Le début d’année 2025 confirme une tendance désormais bien ancrée : l’Espagne reste l’une des destinations les plus prisées au monde, et continue de gagner en puissance. Après le record de 2024, entre janvier et mars, le pays a franchi un nouveau cap en accueillant 17,1 millions de touristes internationaux, un record historique pour un premier trimestre, selon l’Institut national des statistiques (INE). Cela représente une hausse de 5,7 % par rapport à l’année précédente, de quoi réjouir le secteur touristique local.
La bataille des chiffres avec la France
La fréquentation n’est pas le seul critère qui impressionne. Les dépenses des visiteurs ont, elles aussi, connu une envolée avec un total de 23,5 milliards d’euros (+7,2 %), toujours sur les trois premiers mois de l’année. En mars, la dépense quotidienne moyenne par touriste atteignait 188 euros. Des chiffres que le ministère espagnol du Tourisme met volontiers en avant, dans une stratégie assumée de montée en gamme du secteur.
Longtemps reléguée à la deuxième place du podium mondial, juste derrière la France, l’Espagne pourrait bien, selon certains experts, dépasser sa voisine d’ici peu. Si la France conserve son statut de première destination touristique en nombre de visiteurs, le critère des dépenses pourrait rebattre les cartes. Comme le rappelle un observateur : « une famille belge qui passe chez nous pour se rendre en Espagne est bien comptabilisée dans nos résultats mais au final, c’est bien en Espagne qu’elle va dépenser son argent pendant ses vacances. »

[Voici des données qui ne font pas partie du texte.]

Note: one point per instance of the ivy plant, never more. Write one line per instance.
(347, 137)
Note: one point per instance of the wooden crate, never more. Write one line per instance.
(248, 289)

Britanniques, Français et Allemands en tête
Sans surprise, le Royaume-Uni reste la première source de touristes pour l’Espagne : 3,1 millions de visiteurs entre janvier et mars 2025, en hausse de 4,6 %. Ils sont également les plus gros dépensiers, représentant 15,9 % du total. Suivent les Allemands (12,3 % des dépenses), puis les pays nordiques (8,8 %). En termes de volume, la France arrive en deuxième position avec 2,1 millions de visiteurs (+7,1 %), devant l’Allemagne qui enregistre une légère baisse (–0,1 %), malgré des dépenses plus importantes que les Français.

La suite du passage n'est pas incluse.